RSV can be particularly concerning in infants and younger children due to their smaller airways and immature immune systems. Premature infants and those with underlying health conditions, such as congenital heart disease or chronic lung disease, are at a higher risk of developing severe complications from RSV infection.

Preventing RSV infection in children involves several strategies, including:

1. Hand hygiene: Regular handwashing with soap and water, especially before handling infants or young children, can help reduce the risk of RSV transmission.

2. Avoiding close contact with unwell individuals: Limiting exposure to people with respiratory infections, particularly during RSV season, can lower the risk of transmission.

3. Cleaning and disinfecting surfaces: Regular cleaning and disinfection of commonly touched surfaces can help prevent the spread of RSV.

4. Respiratory etiquette: Encouraging individuals to cover their mouth and nose when coughing or sneezing can help prevent the spread of respiratory droplets.
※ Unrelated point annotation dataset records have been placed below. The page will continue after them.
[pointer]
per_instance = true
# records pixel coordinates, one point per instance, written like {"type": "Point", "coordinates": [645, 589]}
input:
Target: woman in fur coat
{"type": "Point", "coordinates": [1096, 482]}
Additionally, for infants at high risk of severe RSV infection, healthcare providers may recommend prophylactic treatment with palivizumab, a monoclonal antibody that can help reduce the severity of an RSV attack.

Treatment for RSV in children focuses primarily on supportive care such as ensuring adequate hydration, maintaining airway patency, and providing supplemental oxygen if necessary. In severe cases, hospitalisation may be required for close monitoring and supportive therapy, including respiratory support.

In conclusion, the Respiratory Syncytial Virus poses a significant health risk to infants and young children, particularly those with underlying health conditions. Understanding RSV's symptoms, transmission, prevention, and treatment is crucial for parents, caregivers, and healthcare providers to mitigate its impact on child health and well-being. By implementing preventive measures and seeking prompt medical attention when necessary, the burden of RSV-related illnesses in children can be reduced.